Mototaxista pode ter morrido de doença conhecida por ‘urina preta’, em Santarém

Um mototaxista legalizado e que estava internado no Hospital Municipal de Santarém, no oeste do Pará, com sintomas de uma doença misteriosa que causa intensa dores musculares e deixa a urna do paciente preta, morreu na manhã desta terça-feira (7). O paciente teria dado entrada no HMS na domingo (5), com fortes dores abominais, segundo informações repassada por amigos e familiares.

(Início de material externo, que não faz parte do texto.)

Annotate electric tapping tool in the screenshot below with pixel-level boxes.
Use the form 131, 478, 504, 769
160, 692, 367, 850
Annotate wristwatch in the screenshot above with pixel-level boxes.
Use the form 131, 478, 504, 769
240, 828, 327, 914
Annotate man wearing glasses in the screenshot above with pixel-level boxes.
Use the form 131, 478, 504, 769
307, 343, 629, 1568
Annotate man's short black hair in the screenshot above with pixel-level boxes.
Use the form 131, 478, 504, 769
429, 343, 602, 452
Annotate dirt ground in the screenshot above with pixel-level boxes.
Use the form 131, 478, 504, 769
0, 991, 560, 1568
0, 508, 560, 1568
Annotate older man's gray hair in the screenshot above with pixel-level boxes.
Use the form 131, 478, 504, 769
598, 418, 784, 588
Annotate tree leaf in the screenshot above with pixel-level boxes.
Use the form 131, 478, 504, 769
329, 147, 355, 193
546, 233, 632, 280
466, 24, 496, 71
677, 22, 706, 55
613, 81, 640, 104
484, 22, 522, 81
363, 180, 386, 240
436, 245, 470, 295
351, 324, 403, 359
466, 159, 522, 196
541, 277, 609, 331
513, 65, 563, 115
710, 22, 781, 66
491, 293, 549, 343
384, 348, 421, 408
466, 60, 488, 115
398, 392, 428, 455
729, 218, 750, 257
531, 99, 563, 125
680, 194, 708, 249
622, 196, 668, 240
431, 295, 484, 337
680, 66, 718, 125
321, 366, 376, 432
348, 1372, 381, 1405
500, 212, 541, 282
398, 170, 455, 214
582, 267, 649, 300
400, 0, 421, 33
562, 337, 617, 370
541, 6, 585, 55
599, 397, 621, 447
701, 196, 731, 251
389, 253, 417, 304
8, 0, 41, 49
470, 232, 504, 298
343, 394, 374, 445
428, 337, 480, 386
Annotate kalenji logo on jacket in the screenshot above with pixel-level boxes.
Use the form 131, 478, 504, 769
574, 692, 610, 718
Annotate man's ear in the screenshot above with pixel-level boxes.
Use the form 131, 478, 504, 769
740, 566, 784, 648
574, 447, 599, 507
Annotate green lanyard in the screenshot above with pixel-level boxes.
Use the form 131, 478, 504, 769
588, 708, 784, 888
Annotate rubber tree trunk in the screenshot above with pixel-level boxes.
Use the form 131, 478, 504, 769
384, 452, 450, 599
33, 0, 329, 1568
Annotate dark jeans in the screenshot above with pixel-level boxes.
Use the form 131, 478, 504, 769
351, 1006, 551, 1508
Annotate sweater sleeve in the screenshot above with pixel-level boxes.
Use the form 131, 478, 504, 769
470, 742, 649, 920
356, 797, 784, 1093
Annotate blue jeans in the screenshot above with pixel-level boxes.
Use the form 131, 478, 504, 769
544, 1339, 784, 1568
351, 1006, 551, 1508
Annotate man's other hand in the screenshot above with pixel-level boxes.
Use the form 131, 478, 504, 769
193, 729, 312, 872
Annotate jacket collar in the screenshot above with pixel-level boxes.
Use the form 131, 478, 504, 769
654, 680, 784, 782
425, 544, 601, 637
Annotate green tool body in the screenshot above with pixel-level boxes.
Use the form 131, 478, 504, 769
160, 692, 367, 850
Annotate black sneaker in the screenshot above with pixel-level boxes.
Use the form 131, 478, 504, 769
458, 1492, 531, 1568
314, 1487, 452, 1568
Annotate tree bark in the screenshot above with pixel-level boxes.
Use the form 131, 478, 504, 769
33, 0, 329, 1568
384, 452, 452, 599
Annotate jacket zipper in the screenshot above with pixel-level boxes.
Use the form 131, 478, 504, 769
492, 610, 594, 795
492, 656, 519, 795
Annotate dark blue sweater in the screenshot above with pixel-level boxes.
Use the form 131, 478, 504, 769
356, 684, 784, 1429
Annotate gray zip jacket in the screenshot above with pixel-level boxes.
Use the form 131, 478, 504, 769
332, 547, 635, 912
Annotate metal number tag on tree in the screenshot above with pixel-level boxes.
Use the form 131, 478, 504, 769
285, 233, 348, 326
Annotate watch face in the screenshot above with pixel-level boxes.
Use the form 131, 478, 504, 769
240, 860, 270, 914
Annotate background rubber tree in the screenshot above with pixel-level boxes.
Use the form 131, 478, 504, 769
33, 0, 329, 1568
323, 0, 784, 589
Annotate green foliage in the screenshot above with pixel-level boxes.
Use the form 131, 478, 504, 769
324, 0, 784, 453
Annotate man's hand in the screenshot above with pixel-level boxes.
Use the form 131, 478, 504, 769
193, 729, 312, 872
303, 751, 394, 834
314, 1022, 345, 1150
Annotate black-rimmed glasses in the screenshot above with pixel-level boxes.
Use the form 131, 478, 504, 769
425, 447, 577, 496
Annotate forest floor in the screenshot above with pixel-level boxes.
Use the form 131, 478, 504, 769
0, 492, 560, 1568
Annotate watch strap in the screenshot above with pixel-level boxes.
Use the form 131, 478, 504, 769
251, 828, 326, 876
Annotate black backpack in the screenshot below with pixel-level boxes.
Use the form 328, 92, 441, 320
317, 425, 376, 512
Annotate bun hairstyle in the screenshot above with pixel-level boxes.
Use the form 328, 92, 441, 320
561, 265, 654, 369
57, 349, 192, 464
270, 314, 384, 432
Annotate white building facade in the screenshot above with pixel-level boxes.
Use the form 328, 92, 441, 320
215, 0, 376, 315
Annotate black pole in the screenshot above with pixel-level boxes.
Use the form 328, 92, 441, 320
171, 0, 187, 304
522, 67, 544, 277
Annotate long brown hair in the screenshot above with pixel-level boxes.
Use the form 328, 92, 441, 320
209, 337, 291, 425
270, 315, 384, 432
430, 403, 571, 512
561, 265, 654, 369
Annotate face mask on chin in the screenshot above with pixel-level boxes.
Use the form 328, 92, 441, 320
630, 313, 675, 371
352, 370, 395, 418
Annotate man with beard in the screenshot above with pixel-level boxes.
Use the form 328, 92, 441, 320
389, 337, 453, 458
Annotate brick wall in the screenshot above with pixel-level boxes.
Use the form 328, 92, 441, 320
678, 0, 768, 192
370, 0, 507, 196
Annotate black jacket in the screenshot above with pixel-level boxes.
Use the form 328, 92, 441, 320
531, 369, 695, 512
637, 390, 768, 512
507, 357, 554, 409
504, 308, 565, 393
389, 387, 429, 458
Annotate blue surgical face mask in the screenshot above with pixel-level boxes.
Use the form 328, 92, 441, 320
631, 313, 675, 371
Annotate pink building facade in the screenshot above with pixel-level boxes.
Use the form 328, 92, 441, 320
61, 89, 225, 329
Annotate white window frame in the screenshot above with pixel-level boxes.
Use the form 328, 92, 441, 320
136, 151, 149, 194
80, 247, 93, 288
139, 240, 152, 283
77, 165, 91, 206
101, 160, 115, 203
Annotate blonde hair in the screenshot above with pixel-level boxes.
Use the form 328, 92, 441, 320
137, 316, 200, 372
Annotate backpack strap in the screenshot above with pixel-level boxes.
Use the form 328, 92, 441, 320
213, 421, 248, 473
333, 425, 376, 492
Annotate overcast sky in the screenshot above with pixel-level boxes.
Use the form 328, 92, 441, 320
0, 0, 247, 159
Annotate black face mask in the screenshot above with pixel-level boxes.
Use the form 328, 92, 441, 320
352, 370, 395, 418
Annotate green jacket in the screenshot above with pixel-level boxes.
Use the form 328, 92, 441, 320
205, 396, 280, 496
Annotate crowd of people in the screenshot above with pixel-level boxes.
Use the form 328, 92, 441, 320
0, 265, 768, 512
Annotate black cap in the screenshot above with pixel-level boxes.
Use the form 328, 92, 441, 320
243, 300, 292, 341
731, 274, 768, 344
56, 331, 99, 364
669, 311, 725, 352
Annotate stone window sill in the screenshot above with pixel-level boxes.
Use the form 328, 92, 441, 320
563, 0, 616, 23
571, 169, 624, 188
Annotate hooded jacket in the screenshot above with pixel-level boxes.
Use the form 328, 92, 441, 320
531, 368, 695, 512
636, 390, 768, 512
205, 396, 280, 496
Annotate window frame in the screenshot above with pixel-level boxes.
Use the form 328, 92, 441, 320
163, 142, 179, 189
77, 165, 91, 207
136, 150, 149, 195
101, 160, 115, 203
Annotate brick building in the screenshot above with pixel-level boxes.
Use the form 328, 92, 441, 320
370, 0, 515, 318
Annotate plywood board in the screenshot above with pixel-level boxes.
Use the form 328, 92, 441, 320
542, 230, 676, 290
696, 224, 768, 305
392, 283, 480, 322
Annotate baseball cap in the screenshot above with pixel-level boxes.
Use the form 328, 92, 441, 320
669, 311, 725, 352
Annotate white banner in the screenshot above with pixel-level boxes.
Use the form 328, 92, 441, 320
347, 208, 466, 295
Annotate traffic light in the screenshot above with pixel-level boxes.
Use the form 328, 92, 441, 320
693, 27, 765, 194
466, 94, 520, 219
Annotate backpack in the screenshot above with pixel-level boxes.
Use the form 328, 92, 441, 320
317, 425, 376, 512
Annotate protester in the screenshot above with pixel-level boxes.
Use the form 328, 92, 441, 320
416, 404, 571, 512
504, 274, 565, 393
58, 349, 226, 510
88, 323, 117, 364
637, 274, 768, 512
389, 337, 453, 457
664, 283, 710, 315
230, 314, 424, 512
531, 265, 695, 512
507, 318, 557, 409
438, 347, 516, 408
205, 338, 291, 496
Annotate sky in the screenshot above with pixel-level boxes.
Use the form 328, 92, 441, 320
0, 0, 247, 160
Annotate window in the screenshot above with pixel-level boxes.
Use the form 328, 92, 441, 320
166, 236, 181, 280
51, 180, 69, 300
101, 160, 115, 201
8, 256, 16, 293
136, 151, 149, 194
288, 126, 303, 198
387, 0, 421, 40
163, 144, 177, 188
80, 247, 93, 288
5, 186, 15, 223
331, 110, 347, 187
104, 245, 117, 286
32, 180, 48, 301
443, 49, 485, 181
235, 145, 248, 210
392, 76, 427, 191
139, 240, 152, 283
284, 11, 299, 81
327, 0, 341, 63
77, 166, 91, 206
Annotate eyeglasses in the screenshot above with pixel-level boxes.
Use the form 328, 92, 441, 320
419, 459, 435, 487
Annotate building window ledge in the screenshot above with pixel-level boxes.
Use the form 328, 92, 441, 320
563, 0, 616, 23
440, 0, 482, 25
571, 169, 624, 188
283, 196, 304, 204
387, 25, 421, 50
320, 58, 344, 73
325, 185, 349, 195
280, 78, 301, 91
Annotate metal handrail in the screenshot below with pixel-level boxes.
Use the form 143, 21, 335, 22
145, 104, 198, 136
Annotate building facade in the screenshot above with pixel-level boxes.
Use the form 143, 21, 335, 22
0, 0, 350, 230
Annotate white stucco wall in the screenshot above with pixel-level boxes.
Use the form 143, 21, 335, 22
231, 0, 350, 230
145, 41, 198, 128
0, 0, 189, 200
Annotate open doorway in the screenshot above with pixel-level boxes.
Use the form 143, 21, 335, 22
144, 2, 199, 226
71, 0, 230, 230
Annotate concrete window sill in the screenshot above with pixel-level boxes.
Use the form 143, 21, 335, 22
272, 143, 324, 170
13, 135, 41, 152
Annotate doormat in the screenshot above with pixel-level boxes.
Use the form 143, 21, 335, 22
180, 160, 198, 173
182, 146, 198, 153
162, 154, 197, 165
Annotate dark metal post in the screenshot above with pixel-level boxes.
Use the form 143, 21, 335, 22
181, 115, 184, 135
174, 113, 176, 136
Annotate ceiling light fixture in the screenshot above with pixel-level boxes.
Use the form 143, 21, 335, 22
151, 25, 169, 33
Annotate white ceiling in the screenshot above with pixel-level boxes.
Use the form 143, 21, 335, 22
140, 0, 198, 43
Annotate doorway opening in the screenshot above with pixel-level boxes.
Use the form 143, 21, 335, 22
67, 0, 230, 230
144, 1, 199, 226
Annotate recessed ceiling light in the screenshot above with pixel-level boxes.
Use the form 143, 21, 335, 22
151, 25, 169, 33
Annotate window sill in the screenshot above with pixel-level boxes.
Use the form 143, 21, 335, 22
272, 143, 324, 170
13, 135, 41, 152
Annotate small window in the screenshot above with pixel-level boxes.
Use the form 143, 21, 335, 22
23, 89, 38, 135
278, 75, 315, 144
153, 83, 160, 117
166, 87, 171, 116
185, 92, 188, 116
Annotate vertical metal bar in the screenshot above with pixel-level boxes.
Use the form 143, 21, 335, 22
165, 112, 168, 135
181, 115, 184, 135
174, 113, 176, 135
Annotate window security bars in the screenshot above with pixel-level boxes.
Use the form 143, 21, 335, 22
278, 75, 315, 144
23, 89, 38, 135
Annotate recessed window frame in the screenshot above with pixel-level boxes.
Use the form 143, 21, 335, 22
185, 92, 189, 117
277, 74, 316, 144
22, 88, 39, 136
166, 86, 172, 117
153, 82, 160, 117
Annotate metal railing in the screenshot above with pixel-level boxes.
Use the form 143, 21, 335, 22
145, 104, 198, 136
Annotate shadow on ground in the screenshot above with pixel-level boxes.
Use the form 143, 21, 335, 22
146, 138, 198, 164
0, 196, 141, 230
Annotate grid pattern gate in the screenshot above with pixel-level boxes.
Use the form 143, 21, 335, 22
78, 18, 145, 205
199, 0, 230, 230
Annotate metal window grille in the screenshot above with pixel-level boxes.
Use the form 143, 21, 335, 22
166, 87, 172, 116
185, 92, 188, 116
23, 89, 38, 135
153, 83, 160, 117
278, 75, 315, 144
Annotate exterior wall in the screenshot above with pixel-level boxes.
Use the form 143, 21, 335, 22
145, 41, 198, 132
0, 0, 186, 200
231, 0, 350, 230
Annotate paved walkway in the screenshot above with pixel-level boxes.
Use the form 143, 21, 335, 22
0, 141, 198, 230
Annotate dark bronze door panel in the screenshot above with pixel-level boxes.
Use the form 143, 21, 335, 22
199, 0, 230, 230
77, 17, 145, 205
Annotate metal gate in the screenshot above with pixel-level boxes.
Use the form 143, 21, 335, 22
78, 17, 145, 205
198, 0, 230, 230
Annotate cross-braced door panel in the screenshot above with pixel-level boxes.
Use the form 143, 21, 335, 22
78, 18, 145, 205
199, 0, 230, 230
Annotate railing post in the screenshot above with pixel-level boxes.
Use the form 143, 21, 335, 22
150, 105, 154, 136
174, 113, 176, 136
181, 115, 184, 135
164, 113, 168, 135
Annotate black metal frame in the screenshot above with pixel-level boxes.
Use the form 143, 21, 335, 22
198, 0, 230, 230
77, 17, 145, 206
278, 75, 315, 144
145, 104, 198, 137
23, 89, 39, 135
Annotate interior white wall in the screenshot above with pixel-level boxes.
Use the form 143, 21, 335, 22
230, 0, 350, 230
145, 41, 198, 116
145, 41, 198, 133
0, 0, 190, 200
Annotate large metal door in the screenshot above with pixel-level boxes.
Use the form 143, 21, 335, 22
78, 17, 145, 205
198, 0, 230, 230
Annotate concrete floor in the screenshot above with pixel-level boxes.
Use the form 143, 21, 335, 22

Genivaldo Cardoso de Azevedo morreu na manhã desta terça-feira. A suspeita que ele teria sido a primeira vítima da doença conhecida como ‘urina preta’. Foto: Divulgação Redes Sociais

A causa da morte do paciente identificado por Genivaldo Cardoso de Azevedo, 55 anos, teria sido uma infecção ‘generalizada’ de causa ainda não informada pelo corpo médico do HMS.

Conforme apurou o Portal OESTADO NET, o mototaxista pode ter sido a primeira vítima da doença da urina preta  em Santarém. A doença é causada por uma toxina que pode ser encontrada em determinados peixes, provocando lesões nos músculos e nos rins.

Familiares e amigos confirmam que Genivaldo consumiu peixe antes de ter dado entrada com dores abdominais na semana passada. A família não informou se a vítima apresentava outros problemas de saúde, ou se tinha alguma comorbidade.

A Divisão de Vigilância Sanitária em Saúde (DVS), já está ciente do caso suspeito, mas ainda não se pronunciou sobre a causa da morte do paciente.

Por meio de nota, a direção do Hospital Municipal de Santarém informa que recebeu ontem, 6 de setembro, um homem com sintomas parecido com a doença de Haff, conhecida popularmente como “doença da urina preta”. Portanto, um caso suspeito.

O homem de 55 anos chegou com quadro clínico delicado, recebeu todo atendimento da equipe médica da estabilização do HMS, mas não resistiu e infelizmente morreu no início da manhã de hoje. Por se tratar de um casos suspeito da doença de Haff, os órgãos competentes foram acionados para seguir os protocolos técnicos.

Na região Norte, o estado do Amazonas foi o primeiro a registrar casos da doença conhecida como ‘urina preta’. Até o momento, foram confirmados 44 casos no estado amazonense.;

Os sintomas são acompanhados de: fraqueza muscular, mialgias e urina marrom-avermelhada.

De acordo com dados disponibilizados pela Biblioteca Virtual em Saúde (BVS), do Ministério da Saúde (MS) “a doença é causada por uma toxina que pode ser encontrada em determinados peixes como: o tambaqui, o badejo e a arabaiana ou crustáceos (lagosta, lagostim, camarão). Os sintomas costumam aparecer entre 2 e 24 horas após o consumo dos peixes ou crustáceos”.